Krische, sans rien comprendre à rien, se retrouva conviée au banquet.
D'innombrables tentes et feux de camp.
Ceux qui montaient la garde de nuit regardaient avec envie les hommes qui buvaient et riaient.
Certains d'entre eux dormaient déjà, tels quels.
Les rires résonnaient de tous côtés.
Cela lui rappela une scène d'un jour ancien.
Il n'y avait pas de fêtes à la cité, mais il y en avait une au village une fois l'an, au printemps, quand la neige fondait.

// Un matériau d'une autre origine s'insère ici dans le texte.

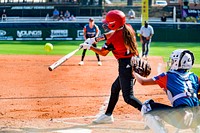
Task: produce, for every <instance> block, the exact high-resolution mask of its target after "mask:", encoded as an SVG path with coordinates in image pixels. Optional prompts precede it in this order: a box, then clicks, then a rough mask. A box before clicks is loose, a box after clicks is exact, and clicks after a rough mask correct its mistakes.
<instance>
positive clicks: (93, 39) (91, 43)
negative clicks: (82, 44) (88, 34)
mask: <svg viewBox="0 0 200 133" xmlns="http://www.w3.org/2000/svg"><path fill="white" fill-rule="evenodd" d="M84 43H86V44H89V45H92V44H94V43H96V40H95V37H93V38H88V39H86V40H85V42H84Z"/></svg>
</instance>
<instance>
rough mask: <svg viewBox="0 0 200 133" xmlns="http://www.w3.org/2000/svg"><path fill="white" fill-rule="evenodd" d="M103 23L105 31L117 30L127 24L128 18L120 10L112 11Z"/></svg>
mask: <svg viewBox="0 0 200 133" xmlns="http://www.w3.org/2000/svg"><path fill="white" fill-rule="evenodd" d="M102 22H103V25H102V27H103V28H104V30H117V29H119V28H120V27H122V26H123V25H124V24H125V23H126V16H125V14H124V13H123V12H122V11H120V10H111V11H109V12H108V13H107V14H106V18H105V19H104V20H103V21H102Z"/></svg>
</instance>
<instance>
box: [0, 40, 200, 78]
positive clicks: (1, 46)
mask: <svg viewBox="0 0 200 133" xmlns="http://www.w3.org/2000/svg"><path fill="white" fill-rule="evenodd" d="M46 42H47V41H0V54H16V55H21V54H23V55H28V54H31V55H65V54H67V53H69V52H71V51H73V50H74V49H76V48H78V46H79V44H80V43H82V42H83V41H49V42H50V43H52V44H53V45H54V50H53V51H51V52H46V51H44V45H45V43H46ZM103 43H104V42H100V43H99V44H98V46H99V47H101V46H102V45H103ZM138 49H139V51H141V43H140V42H138ZM175 49H189V50H191V51H192V52H193V53H194V56H195V66H194V68H193V69H192V71H193V72H195V73H197V74H198V75H200V71H199V69H200V67H199V66H200V43H172V42H152V43H151V47H150V53H149V54H150V56H162V57H163V59H164V61H165V62H166V61H167V60H168V59H169V55H170V54H171V52H172V51H173V50H175ZM81 53H82V52H81V51H79V52H77V54H76V55H81ZM87 55H94V52H92V51H88V52H87ZM110 55H112V54H110Z"/></svg>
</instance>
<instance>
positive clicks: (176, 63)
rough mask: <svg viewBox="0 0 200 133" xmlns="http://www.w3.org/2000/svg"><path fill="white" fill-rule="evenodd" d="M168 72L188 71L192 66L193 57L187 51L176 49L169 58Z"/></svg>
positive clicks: (193, 63) (171, 54)
mask: <svg viewBox="0 0 200 133" xmlns="http://www.w3.org/2000/svg"><path fill="white" fill-rule="evenodd" d="M170 62H171V65H169V67H170V68H169V69H170V70H177V69H186V70H190V69H191V68H192V66H193V64H194V55H193V53H192V52H190V51H189V50H185V49H177V50H175V51H173V52H172V54H171V56H170Z"/></svg>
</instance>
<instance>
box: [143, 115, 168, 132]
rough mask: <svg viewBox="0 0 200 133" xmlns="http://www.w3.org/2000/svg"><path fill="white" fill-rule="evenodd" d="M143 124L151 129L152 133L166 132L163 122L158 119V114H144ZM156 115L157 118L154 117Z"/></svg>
mask: <svg viewBox="0 0 200 133" xmlns="http://www.w3.org/2000/svg"><path fill="white" fill-rule="evenodd" d="M143 117H144V122H145V124H146V125H147V126H148V127H149V128H150V129H152V130H153V132H154V133H167V130H166V128H165V127H164V124H162V122H161V121H160V120H159V117H158V116H153V115H151V114H145V115H144V116H143ZM156 117H158V118H156Z"/></svg>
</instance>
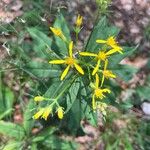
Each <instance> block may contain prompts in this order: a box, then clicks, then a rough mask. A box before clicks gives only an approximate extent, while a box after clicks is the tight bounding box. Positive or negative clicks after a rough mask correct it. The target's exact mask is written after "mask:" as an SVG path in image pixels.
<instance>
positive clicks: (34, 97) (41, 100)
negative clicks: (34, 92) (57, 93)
mask: <svg viewBox="0 0 150 150" xmlns="http://www.w3.org/2000/svg"><path fill="white" fill-rule="evenodd" d="M44 99H45V98H44V97H43V96H35V97H34V101H36V102H40V101H43V100H44Z"/></svg>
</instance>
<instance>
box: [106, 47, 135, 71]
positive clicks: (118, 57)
mask: <svg viewBox="0 0 150 150" xmlns="http://www.w3.org/2000/svg"><path fill="white" fill-rule="evenodd" d="M136 49H137V47H123V54H120V53H115V54H114V55H112V56H110V58H109V66H110V68H113V67H114V66H116V65H117V64H118V63H119V62H120V61H121V60H122V59H124V58H126V57H128V56H131V54H132V53H133V52H134V51H135V50H136Z"/></svg>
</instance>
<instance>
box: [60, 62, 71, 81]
mask: <svg viewBox="0 0 150 150" xmlns="http://www.w3.org/2000/svg"><path fill="white" fill-rule="evenodd" d="M69 68H70V65H68V66H67V68H66V69H65V70H64V71H63V73H62V75H61V78H60V80H63V79H64V78H65V76H66V75H67V73H68V71H69Z"/></svg>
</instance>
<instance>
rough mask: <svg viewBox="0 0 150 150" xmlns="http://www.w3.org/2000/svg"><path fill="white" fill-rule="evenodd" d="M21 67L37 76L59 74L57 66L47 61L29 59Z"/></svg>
mask: <svg viewBox="0 0 150 150" xmlns="http://www.w3.org/2000/svg"><path fill="white" fill-rule="evenodd" d="M23 68H24V70H26V71H28V72H30V73H31V74H33V75H34V76H36V77H37V78H50V77H58V76H59V75H60V74H61V71H60V70H59V68H58V67H55V66H53V67H52V65H50V64H49V63H48V62H47V63H44V62H38V61H30V62H29V63H27V64H26V65H25V67H23Z"/></svg>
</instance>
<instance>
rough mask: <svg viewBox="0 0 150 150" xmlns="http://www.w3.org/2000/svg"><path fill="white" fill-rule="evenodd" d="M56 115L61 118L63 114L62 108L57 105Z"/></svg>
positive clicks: (62, 110)
mask: <svg viewBox="0 0 150 150" xmlns="http://www.w3.org/2000/svg"><path fill="white" fill-rule="evenodd" d="M57 115H58V118H59V119H62V118H63V116H64V111H63V108H62V107H58V109H57Z"/></svg>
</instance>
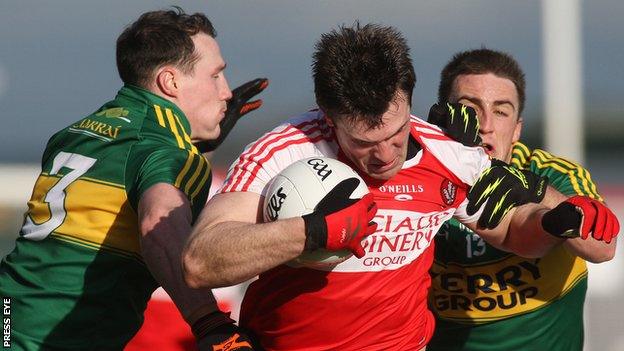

Elle n'était pas douée pour parler et n'avait aucun goût pour la danse ni le chant.
Comme il n'y avait rien à faire, elle allait aider ici et là, et alors on la tirait par la main et on l'asseyait sur des genoux pour regarder la fête, une fois les choses un peu calmées.
Un contact chaud.
À cette époque aussi, se rappela-t-elle, elle s'asseyait sur les genoux de Grace et de Gala pour regarder la fête.
La lumière éblouissante dans une nuit de lune faisait scintiller ses yeux.
Le bruit qui effaçait le silence de la nuit.
En s'en souvenant, Krische leva les yeux vers le ciel.
Dans un monde où les étoiles disparaissaient sous la clarté, seule la lune paraissait briller de tout son éclat.